The push to vaccinate nursing home residents and staff that has unfolded across the U.S. over the course of late December and January appears to be having some effect, at least in the number of COVID-19 cases among residents.
From January 3 to January 31, COVID-19 cases among nursing home residents went from 26,860 to 9,802, according to a new analysis from the professional services firm CliftonLarsonAllen (CLA) that drew on nursing home data publicly reported to the Centers for Medicare & Medicaid Services (CMS) and the Centers for Disease Control and Prevention (CDC).
And though gains for occupancy appear to be incremental thus far, the numbers nationally are stabilizing after 2021 dawned with 80% census or lower in all of the 48 continental United States; occupancy sat at 68.6% nationally on January 3, and rose slightly to 69.2% by January 31.
“We may have seen the bottom in national median occupancy at the start of 2021,” CLA observed in the report.
But even with the vaccines “being aggressively rolled out,” that reduction in COVID-19 cases is not likely to result in an immediate census boost, Stephen Taylor, principal at CLA, told Skilled Nursing News on Wednesday.
“I’m not necessarily surprised that we’re seeing more of a stabilization of the occupancy, and then a small trend up, because I just don’t think that it’s going to be an immediate snap of the finger: Boom, our occupancy’s back up at 75%, 80%, 85%,” he told SNN. “Because there’s a lot of occupancy that has been taken out of the system, in essence.”
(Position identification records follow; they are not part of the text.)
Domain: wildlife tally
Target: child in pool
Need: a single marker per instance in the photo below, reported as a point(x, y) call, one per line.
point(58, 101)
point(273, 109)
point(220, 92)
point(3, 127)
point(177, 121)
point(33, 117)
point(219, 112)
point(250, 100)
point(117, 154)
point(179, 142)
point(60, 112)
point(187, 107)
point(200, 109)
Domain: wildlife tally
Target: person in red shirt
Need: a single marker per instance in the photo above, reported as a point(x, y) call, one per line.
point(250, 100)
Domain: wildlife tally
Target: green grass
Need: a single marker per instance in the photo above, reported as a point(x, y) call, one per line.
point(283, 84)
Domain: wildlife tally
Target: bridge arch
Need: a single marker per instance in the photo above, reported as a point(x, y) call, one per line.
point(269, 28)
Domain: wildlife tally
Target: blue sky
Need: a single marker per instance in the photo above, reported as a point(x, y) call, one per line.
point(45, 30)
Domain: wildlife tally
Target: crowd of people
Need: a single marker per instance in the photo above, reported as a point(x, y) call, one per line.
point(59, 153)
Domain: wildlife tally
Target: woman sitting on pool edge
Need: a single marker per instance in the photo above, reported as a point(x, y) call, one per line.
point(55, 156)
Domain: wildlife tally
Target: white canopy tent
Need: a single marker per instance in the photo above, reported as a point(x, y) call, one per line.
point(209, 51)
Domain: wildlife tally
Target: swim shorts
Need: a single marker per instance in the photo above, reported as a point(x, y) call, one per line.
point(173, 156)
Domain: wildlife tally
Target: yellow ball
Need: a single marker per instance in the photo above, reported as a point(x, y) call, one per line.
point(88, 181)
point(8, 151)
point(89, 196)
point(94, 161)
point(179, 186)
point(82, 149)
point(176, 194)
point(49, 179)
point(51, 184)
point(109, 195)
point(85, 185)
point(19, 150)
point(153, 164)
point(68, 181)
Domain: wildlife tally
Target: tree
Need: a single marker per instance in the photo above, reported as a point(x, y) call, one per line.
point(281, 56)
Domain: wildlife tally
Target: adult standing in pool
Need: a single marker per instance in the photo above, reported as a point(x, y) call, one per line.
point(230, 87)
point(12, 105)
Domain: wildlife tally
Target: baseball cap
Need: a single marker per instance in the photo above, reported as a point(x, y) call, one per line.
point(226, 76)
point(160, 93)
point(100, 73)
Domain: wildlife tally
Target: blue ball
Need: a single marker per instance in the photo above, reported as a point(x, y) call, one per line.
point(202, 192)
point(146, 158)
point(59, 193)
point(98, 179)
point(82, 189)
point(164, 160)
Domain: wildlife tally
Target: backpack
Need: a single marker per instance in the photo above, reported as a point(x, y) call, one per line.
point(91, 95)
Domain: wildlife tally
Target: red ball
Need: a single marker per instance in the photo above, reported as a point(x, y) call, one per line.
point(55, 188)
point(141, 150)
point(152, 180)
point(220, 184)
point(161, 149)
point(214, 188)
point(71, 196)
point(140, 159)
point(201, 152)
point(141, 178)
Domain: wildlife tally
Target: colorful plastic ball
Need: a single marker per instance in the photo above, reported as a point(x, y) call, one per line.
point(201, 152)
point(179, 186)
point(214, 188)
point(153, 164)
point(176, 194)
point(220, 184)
That said, the declines in occupancy have not been uniform across the U.S., as CLA’s last update noted, and the newest report highlighted some of the disparities across states. In some states where facilities have particularly high occupancies, there has been a slight uptick in median occupancy levels from January 3 to January 31 — but on the other end of the occupancy spectrum, some have actually seen their occupancies fall over the course of January.
In CLA’s first occupancy dive, Texas emerged as the state with the lowest median occupancy, at 55.7%, and by the end of January, it had only fractionally improved, up to 55.9%.
But Texas is not a state that had 85% occupancy pre-COVID-19, Taylor pointed out, and at least some of the operators in the Lone Star State have familiarity with that reality; in some ways, it is apparent in the fact that Texas did not have a significant plunge in occupancy from the baseline of May 31, 2020.
But some other states did. Georgia, for example, saw SNF occupancy fall almost 10 percentage points from May 31, 2020, to the start of 2021. North Carolina’s fell about 9 percentage points, while occupancy in the state of Washington — where the first major COVID-19 outbreak in the country occurred in a SNF — fell 8 percentage points.
“You look at Texas — I don’t know why I keep picking on Texas — they certainly had a reduction in census, but it wasn’t like they lost eight or nine or 10 percentage points of occupancy,” Taylor observed. “Where some states like Georgia or Washington — Washington lost eight percentage points of occupancy, Georgia’s almost at 10. That’s a pretty significant reduction. And then you step back and think: Okay, how long is it going to take for them to potentially recapture where they were operating in the first place? And how long is that road to their recovery?”
This is especially critical for operators in those states, which were chosen for notable declines in occupancy. The states include, from left to right above: Virginia, Rhode Island, Illinois, Indiana, Washington, Iowa, Mississippi, Alabama, Georgia and North Carolina.
Their recovery will depend on how well they can manipulate their various “operating levers,” Taylor said, such as adjusting staffing and managing operating expenses.
This is one area where the Pacific Northwest region might struggle, for instance; the states of Washington, Oregon, Idaho, and Montana reported staffing shortages at rates significantly above the national median throughout January, even though occupancy in those four states was below the national median from June 2020 to the end of January.
In January, the Pacific Northwest saw reported shortages of nursing and aide staffing at approximately 31%, compared with 19.5% reported as the national median, according to the CLA analysis.
How well operators adjust will depend on how good they were at using those operating levers before the pandemic, Taylor argued.
The significant amounts of relief funding from various government sources allowed some cushion for operators trying to manage those factors during the pandemic, Taylor said, but that will not last forever.
An operator’s ranking for referrals and discharges in their local market and their margins in operations pre-COVID-19 might be indicators of how well they will fare when federal aid runs out, he said.
“When inevitably those funding sources don’t continue, I think then that’s when you have to step back and say: Okay, without those additional funding sources, how proficient are these operators at operating at these compressed revenue numbers and pulling those various levers?” Taylor said. “How quickly would they be able to react to [a] rebound in census, and how long can they operate at this depressed census level?”